The way to get past the analytical brain's defenses is to come to our own resolution regarding the concepts causing our analytical brain to bristle. These moments of self-awareness or insight (in coaching, we call them epiphanies) appear to be as soothing to the analytical brain as the unfamiliar is threatening.
Once you have had that initial insight or epiphany that change is necessary, you need to repeat the experience in order to reinforce it and to experience the potential pleasure that can be derived from it. The complex brain connections that are formed during the epiphany phase need to be supported to begin the process of hard-wiring the emotional brain.
"The epiphany is the catalyst and stimulus, but it's not the whole deal," says Michael Wakefield, senior enterprise associate at the Center for Creative Leadership. "You have pathways in place, and they're simply too strong to be changed in a single moment. You need to be able to integrate it into your psychological behavior for it to become part of a new pattern."
"Learning is the antidote to change resistance," says Wakefield. "Learning lets you reframe the change from being something bad for you to something that can have value for you. You have to give people the sense that feeling uncomfortable is a normal part of change and address their concerns about losing face because of their lack of confidence and competence."
Self-directed learning helps you to discover an ideal vision of yourself and feel motivated in developing the abilities necessary to get you where you want to be.
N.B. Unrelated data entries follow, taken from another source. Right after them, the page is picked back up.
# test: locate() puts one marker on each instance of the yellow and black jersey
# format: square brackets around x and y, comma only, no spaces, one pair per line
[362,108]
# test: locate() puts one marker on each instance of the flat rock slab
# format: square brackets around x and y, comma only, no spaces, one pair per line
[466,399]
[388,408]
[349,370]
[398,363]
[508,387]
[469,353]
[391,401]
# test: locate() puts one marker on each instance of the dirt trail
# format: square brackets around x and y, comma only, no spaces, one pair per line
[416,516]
That is, you see the person you want to be---living with the capability necessary to create and sustain the new you. This personal makeover becomes the source of the energy required to work at the difficult and often frustrating process of change.
Now that you know where you want to be, the next step is to look in the mirror to discover where you really are today---how habits are making you act, how others view you and what comprises your deep assumptions and beliefs. Some of this reflection will represent gaps between where you are and where you want to be.
The realization of the gap prepares you for developing a plan of action needed for the detailed guidance on what new rituals to try each day to make the new habit sticky while you build your strengths and move closer to your ideal self.